L’annonce d’une éventuelle révision de la loi sur la Presse, par le Ministre Amara Somparé à l’Assemblée Nationale, fait couler beaucoup d’encre, ces derniers jours.
Des voix se sont élevées pour dénoncer ce qui serait à leurs yeux «une grave atteinte à la liberté d’expression» et un moyen d’annuler la dépénalisation des délits de presse, et cela malgré que le ministre ait expressément dit ne pas vouloir toucher à cette disposition de la loi.
L’émotion est telle qu’on se pose la question aujourd’hui de savoir si c’est la révision en elle-même qui fait peur ou son contenu ; la question est d’autant plus intéressante que nul ne sait encore de quoi il sera question lors de ce toilettage.
A l’analyse, on peut bien s’interroger sur la pertinence ou non d’un tel projet au regard des nombreuses mutations sociétales et technologiques dans le secteur. En 2010 le CNT, qui a travaillé sur les lois L02 et L03 portant respectivement sur la liberté de la Presse et Attributions, Fonctionnement et Organisation de la HAC, n’avait pas anticipé sur les progrès innovants d’internet sur la société africaine au point que des médias émergents, comme c’est le cas des web-radios, web-TV et des blogueurs qui pourtant sont incontournables dans le système actuel d’information et de communication, n’ont pas été pris en compte par le dispositif juridique sus-cité.
Un tel vide juridique et institutionnel peut compromettre leur intégration dans le circuit communicationnel au grand dam de notre jeune démocratie. Comme pour dire que la nécessité d’adapter notre législation au contexte actuel, marqué par l’émergence de nouveaux médias, s’impose dans la gouvernance communicationnelle ; cette nécessité s’impose également au regard des dérapages sans cesse enregistrés par des journalistes et autres amateurs dans l’exercice du métier. Sans toucher le principe sacré de la dépénalisation des délits de presse, dont le Ministre Somparé même se veut un gardien, il faut noter que les amendes, telles que prévues par le CNT, ne semblent plus dissuader des candidats à la déchéance sociale comme c’est le cas de l’article 96 où l’incitation au vol, au crime et au pillage n’est punie que d’une amende d’un à 5 millions.
Sans compter que la saisine de la Haute Autorité de la Communication semble protéger certains citoyens plus que d’autres, selon leurs fonctions. Une telle disposition mériterait d’être démocratisée car la loi par essence protège au même titre les puissants et les moins puissants, comme pour dire que l’auto saisine de l’institution devrait être de mise chaque fois que des atteintes sont portées sur l’intégrité physique, la dignité ou l’honneur d’un citoyen, quel qu’il soit.

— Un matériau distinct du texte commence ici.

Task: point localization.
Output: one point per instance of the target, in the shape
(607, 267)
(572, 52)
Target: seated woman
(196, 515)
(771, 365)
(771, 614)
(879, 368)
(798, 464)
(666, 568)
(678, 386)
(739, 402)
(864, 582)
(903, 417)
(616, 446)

Autre fait qui mérite notre attention, c’est l’arrêt de la délivrance des agréments aux promoteurs des radios et télévisions. Ils sont très nombreux à avoir soumissionné mais en attente depuis des mois, voire des années. La loi ne prévoit aucune contrainte sur les autorités, encore moins un délai d’examen des dossiers des soumissionnaires.
Revoir cette disposition aurait l’avantage de raccourcir les délais de traitement de dossier et contraindre les autorités à se prononcer dans des limites de temps raisonnables.
Rien que ces faits, parmi tant d’autres, illustrent fort bien la nécessité d’ouvrir le débat sur une évolution de la législation en matière de Presse.
Peut-être que le Ministre Somparé aurait pu envisager une façon différente de communiquer sur le Projet avant de l’annoncer à l’Assemblée Nationale, qu’à cela ne tienne le débat reste ouvert et est même plus que nécessaire.